The alert fired at 11:47 AM on a Tuesday. Not a security alert. A latency alert.
A CX agent handling billing inquiries had drifted from its usual 1.8-second response time to 18 seconds. Customers were waiting. The on-call engineer traced it to a change from two days earlier. Someone had bumped the conversation history window from 20 turns to unlimited, to "give the agent more context."
It had more context. It was also slower, more confused, and twice as expensive to run per call.
The fix took ten minutes. Cap the history. Add a retrieval layer. The insight took longer to internalize. The context window isn't a place to store information. It's a place to reason about information you've already selected.
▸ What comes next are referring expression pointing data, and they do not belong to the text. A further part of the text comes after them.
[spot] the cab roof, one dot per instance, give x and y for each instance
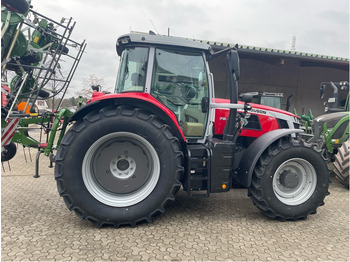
(158, 40)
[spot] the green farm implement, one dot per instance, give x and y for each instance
(34, 51)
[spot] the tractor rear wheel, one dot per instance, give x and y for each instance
(290, 180)
(119, 166)
(341, 164)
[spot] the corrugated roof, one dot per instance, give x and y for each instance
(271, 51)
(255, 49)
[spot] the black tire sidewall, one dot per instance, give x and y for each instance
(317, 196)
(74, 184)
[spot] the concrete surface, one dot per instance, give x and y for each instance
(36, 225)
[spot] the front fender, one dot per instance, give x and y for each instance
(244, 173)
(140, 100)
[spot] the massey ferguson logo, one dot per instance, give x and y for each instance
(258, 111)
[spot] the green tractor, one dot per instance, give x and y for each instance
(333, 128)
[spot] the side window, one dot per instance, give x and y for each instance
(132, 70)
(180, 83)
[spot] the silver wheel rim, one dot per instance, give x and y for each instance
(294, 181)
(121, 169)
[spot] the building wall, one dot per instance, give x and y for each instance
(283, 76)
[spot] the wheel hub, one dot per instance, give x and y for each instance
(123, 166)
(289, 179)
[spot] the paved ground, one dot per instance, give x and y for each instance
(36, 225)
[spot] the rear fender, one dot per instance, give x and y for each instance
(244, 173)
(139, 100)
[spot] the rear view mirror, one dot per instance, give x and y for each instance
(322, 89)
(233, 62)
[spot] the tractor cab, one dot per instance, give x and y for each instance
(175, 76)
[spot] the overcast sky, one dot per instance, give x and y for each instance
(320, 26)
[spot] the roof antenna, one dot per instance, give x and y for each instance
(154, 26)
(294, 39)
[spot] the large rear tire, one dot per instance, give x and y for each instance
(290, 180)
(119, 166)
(341, 163)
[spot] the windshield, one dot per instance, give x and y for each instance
(132, 70)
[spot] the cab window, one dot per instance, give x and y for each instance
(180, 83)
(132, 70)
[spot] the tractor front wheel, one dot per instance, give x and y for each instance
(119, 166)
(290, 180)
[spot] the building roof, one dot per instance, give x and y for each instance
(253, 50)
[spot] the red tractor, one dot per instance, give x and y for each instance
(128, 153)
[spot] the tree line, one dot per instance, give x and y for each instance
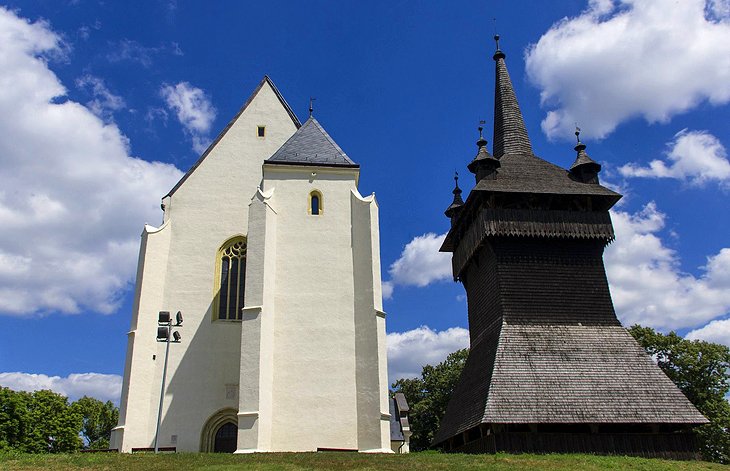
(698, 368)
(46, 422)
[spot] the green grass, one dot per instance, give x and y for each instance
(342, 461)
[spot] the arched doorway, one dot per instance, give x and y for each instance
(225, 438)
(220, 432)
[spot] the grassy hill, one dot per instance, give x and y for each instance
(342, 461)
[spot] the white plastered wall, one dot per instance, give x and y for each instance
(209, 207)
(321, 378)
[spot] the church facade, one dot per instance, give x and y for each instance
(272, 256)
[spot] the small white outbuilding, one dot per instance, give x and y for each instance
(273, 257)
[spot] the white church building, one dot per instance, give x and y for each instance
(272, 256)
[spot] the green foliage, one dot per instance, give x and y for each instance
(99, 418)
(700, 370)
(38, 422)
(429, 395)
(45, 422)
(423, 461)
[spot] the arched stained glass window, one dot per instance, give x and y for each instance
(315, 203)
(231, 268)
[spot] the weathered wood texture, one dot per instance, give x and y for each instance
(674, 446)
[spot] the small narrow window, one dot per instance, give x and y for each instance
(231, 264)
(315, 203)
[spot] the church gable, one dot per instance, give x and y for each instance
(265, 116)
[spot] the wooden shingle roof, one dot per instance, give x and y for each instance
(527, 173)
(564, 374)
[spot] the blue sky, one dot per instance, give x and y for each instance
(104, 104)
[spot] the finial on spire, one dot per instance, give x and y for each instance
(498, 54)
(455, 207)
(579, 146)
(481, 142)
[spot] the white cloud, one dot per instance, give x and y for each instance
(420, 263)
(631, 58)
(410, 351)
(647, 284)
(193, 109)
(716, 332)
(387, 289)
(72, 199)
(100, 386)
(129, 50)
(694, 156)
(104, 102)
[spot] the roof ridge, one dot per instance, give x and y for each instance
(329, 138)
(311, 145)
(290, 112)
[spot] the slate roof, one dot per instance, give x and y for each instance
(564, 374)
(311, 145)
(283, 102)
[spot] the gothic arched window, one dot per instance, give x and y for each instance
(231, 279)
(315, 203)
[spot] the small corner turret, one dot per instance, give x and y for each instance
(484, 164)
(584, 169)
(455, 208)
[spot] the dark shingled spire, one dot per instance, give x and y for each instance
(453, 210)
(584, 169)
(510, 134)
(483, 164)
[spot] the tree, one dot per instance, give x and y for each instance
(700, 370)
(429, 395)
(38, 422)
(98, 420)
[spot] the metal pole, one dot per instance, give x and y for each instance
(162, 388)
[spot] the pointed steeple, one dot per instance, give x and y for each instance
(510, 134)
(483, 164)
(453, 210)
(584, 169)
That distinction is the difference between an agent that performs in production and one that doesn't.
Your Context Window Is Not a Database
The context window is fast, volatile working memory for a single inference call. It clears when the call ends. Every token you load into it costs money at inference time. And past a certain density, more tokens actively hurt performance. They don't help it.
That last point is the one most teams don't believe until they see it in their own data.
The LoCoMo benchmark, a long-form conversational memory dataset designed to stress-test agent recall across extended interactions, ran a controlled comparison. The full-context baseline stuffed roughly 26,000 tokens per query into the window. It scored 72.9% accuracy with a p95 latency of 17.12 seconds. A two-layer memory architecture that retrieved and loaded roughly 6,956 tokens scored 91.6% accuracy with a p95 latency of 1.44 seconds.
That's 18.7 percentage points of accuracy gain, 4x fewer tokens used, and 91% lower tail latency. Smaller context outperformed bigger context, decisively.
| Approach | Tokens per query | Accuracy | p95 latency |
|---|---|---|---|
| Full-context baseline | ~26,000 | 72.9% | 17.12s |
| Two-layer memory | ~6,956 | 91.6% | 1.44s |
The reason is attention. Transformer models don't process all tokens equally. Attention heads allocate capacity across the full context, and that allocation degrades as the window fills with noise. When the window is cluttered with redundant history, partial tool results, and marginally relevant documents, the signal you actually need gets buried. You're not giving the model more information to work with. You're making it harder to find what matters.
RAM works the same way. You don't load your entire file system into RAM to run an application. You load what the application needs to execute right now. Everything else stays on disk.
What Breaks When You Pack the Context
Packing the context window creates three failure modes that compound on each other.
Attention dilution. The model reads everything you give it, but it doesn't attend to everything equally. Long-range dependencies in transformer attention degrade with distance. A critical customer fact, "account suspended for non-payment", sitting 18,000 tokens back in a wall of conversation history may not get weighted correctly when the customer asks a billing question. It's technically in the window. The model just effectively ignores it.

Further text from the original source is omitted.